Stata Simple Regression and Test – Pan Deng's stata notes
Article Directory
OLS regression
sysuse auto, clear
regress price weight // OLS
aaplot price weight // 图示拟合情况
Coefficient's t-test
// *-OLS 的估计系数是一个随机变量, SE 衡量了其不确定程度;
regress price weight
dis "t-value = " %4.2f _b[weight]/_se[weight]
twoway function y=tden(72, x), ///
rang(-6 6) xline(5.2, lp(dash) lc(red))
heteroscedasticity robust standard errors
sysuse auto, clear
reg price weight, robust
Calculate Fits and Residuals
regress price weight
predict price_fit, xb // 拟合值, xb 选项可以省略,默认
gen price_fit2 = _b[_cons] + _b[weight]*weight //手动计算
predict e, residual // 残差, residual 选项是必须的, 可以简写为 r
gen e2 = price - price_fit //手动计算
br price weight price_* e*
residual analysis
计算正常工资和超额工资
sysuse nlsw88, clear
global x "age hours tenure collgrad married south"
reg wage $x
keep if e(sample) //仅保留参与回归的观察值, 参见 D3_miss.do
predict normal_wage //正常工资(线性拟合值)
predict excess_wage, res //超额工资(残差, 可正可负)
// *-进一步分析
histogram excess_wage //直方图, 参见 G3_histogram.do
tabstat excess_wage, by(industry) c(s) /// //统计分析
s(mean N sd p50 min max) f(%4.2f)
global z "i.race union never_married"
reg excess_wage $z //影响因素,不完整
correlation coefficient matrix
Correlation Matrix Scatterplot
sysuse auto, clear
graph matrix price weight length mpg
Pearson correlation coefficient
sysuse nlsw88, clear
// *-stata 官方命令
global x "age grade wage hours ttl_exp tenure"
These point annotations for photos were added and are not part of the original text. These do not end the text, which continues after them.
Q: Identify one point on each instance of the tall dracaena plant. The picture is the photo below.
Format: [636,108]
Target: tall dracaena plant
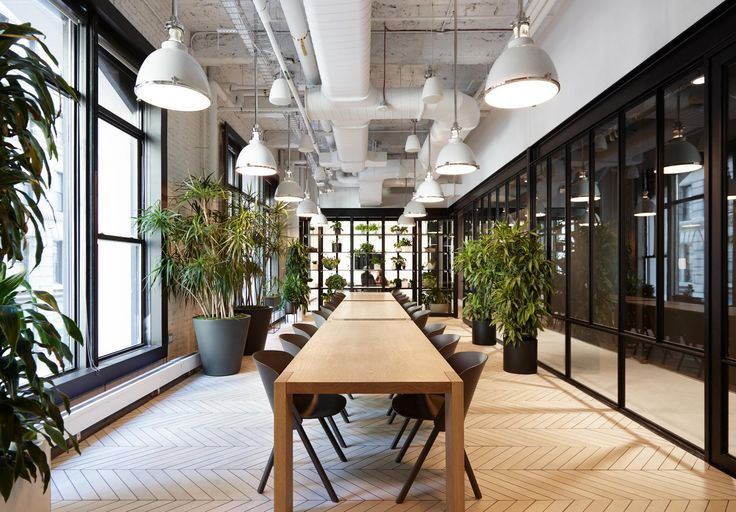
[524,280]
[28,339]
[205,237]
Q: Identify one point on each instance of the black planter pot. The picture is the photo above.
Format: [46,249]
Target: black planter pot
[521,358]
[484,332]
[221,343]
[260,320]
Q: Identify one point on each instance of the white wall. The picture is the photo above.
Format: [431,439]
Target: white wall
[593,43]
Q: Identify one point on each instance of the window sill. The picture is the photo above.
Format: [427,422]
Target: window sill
[78,382]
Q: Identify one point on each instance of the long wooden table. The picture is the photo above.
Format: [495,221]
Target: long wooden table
[368,357]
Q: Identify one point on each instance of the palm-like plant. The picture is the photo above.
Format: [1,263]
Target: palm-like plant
[28,400]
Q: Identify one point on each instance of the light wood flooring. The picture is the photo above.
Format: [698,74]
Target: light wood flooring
[536,443]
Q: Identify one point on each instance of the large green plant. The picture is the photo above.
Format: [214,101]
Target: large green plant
[295,289]
[475,261]
[28,339]
[206,237]
[522,283]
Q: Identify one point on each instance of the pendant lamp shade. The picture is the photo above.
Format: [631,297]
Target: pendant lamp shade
[645,207]
[280,95]
[289,190]
[305,144]
[523,75]
[171,78]
[680,155]
[456,157]
[405,221]
[429,190]
[256,159]
[307,207]
[432,92]
[412,144]
[414,209]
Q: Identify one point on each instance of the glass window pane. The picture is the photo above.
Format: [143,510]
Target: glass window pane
[594,359]
[117,181]
[115,88]
[640,220]
[119,297]
[579,228]
[557,232]
[605,225]
[684,258]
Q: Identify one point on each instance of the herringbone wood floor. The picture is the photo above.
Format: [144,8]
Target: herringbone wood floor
[536,443]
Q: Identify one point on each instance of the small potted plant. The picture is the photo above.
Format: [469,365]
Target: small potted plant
[476,263]
[399,262]
[518,300]
[329,263]
[295,290]
[403,244]
[337,229]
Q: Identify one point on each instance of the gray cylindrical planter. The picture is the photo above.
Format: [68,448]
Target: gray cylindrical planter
[221,343]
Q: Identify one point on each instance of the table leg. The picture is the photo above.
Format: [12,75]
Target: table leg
[283,446]
[455,447]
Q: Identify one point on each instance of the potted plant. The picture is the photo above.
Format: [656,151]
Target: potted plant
[262,235]
[399,262]
[295,290]
[476,262]
[403,244]
[32,351]
[202,261]
[337,229]
[330,263]
[335,283]
[518,300]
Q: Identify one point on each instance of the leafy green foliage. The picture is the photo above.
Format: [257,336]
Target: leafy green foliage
[295,289]
[28,400]
[475,260]
[216,241]
[523,280]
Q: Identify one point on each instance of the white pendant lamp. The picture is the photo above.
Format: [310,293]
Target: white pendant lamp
[288,190]
[432,92]
[456,158]
[412,141]
[523,75]
[170,77]
[679,154]
[280,95]
[256,159]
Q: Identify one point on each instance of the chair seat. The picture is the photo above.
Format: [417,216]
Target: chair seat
[418,407]
[319,406]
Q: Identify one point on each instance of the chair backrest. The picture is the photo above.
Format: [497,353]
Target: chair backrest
[270,364]
[469,366]
[293,343]
[420,317]
[445,344]
[305,329]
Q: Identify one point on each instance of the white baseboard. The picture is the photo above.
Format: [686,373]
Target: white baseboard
[91,412]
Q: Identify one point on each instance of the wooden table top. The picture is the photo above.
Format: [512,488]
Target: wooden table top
[366,356]
[369,310]
[371,296]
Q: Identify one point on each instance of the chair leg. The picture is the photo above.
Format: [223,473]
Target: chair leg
[332,440]
[338,435]
[266,473]
[418,465]
[409,439]
[400,433]
[471,477]
[316,462]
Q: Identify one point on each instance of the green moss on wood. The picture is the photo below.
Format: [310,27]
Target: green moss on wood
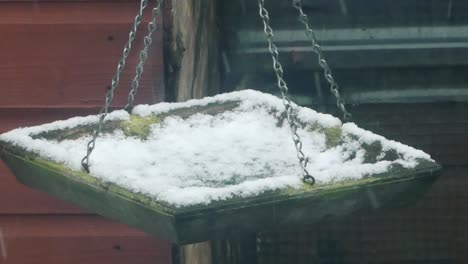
[138,126]
[107,186]
[332,134]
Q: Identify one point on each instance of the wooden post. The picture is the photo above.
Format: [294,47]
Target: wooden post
[192,49]
[191,55]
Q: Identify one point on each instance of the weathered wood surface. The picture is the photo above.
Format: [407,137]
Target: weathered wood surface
[58,239]
[195,50]
[64,54]
[192,54]
[57,61]
[199,222]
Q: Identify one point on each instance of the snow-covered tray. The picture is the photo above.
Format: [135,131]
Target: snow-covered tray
[214,167]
pwcorr $x //缺陷: (1)小数点后两位为宜; (2)没有标注显著水平;
pwcorr $x, sig //整理起来很麻烦
pwcorr $x, star(0.05) //小数点后两位不易调整;
// 自编命令 _a与_c的主要区别就是标星的时候a会根据显著性水平标1-3颗星
pwcorr_a $x, format(%7.3f)
pwcorr_c $x, star(0.05) format(%7.2f) //比较符合多数期刊的要求
Spearman correlation coefficient
sysuse nlsw88, clear
// *-stata 官方命令
global x "age grade wage hours ttl_exp tenure"
spearman $x, star(0.05)
Combined presentation of the Spearman and Pearson correlation coefficient matrices
sysuse nlsw88, clear
// *-stata 官方命令
global x "age grade wage hours ttl_exp tenure"
corsp $x, format(%7.3f)
corsp $x, format(%7.3f) pvalue
Notice:
- Pearson correlation coefficient, lower triangle
- Spearman correlation coefficient, upper triangle
- You can add asterisks according to the p-value and mark the significant level
Difference Between Spearman and Pearson Correlation Coefficients
- Continuous variable, normal distribution, linear relationship. Both are acceptable, Pearson correlation coefficient is better;
- If any of the above conditions are not met, use the spearman correlation coefficient instead of the Pearson correlation coefficient
t test
Univariate t-test
sysuse nlsw88, clear
ttest wage, by(collgrad)
ttest wage, by(race) //错误命令
ttest wage if race!=3, by(race) //限定为两组即可
Multivariate t-test
Essentially the result of combining multiple univariate
sysuse nlsw88, clear
global x "wage hours tenure ttl_exp" //待检验变量列表
ttable3 $x, by(collgrad)
normdiff command: output t-value or p-value
sysuse nlsw88, clear
global x "wage hours tenure ttl_exp" //待检验变量列表
normdiff $x, over(collgrad) ///
diff t p n(below) f(%16.2f) quietly nonormdiff
normdiff: standardized difference
sysuse nlsw88, clear
global x "wage hours tenure ttl_exp" //待检验变量列表
qui reg $x
keep if e(sample) //保证所有的变量有相同的观察值个数
normdiff $x, over(collgrad) ///
diff t p n(below) f(%16.2f) quietly
Variation of variables across multiple groups
In essence, it is the result of univariate running multiple grouping and merging
sysuse nlsw88, clear
ttestplus wage, by(married union collgrad south)
// Group1: var=0; Group2: var=1
robust standard error
White Heteroscedasticity Robust Standard Errors
sysuse nlsw88, clear
global x "ttl_exp race age industry hours"
reg wage $x
est store homo
reg wage $x, robust // White(1980)
est store robust
esttab homo robust, mtitle(Homo Het_Robust) nogap
Notice:
- This is the method adopted by more than 90% of the literature;
- The robust standard errors of subsequent complex models are also basically based on White (1980)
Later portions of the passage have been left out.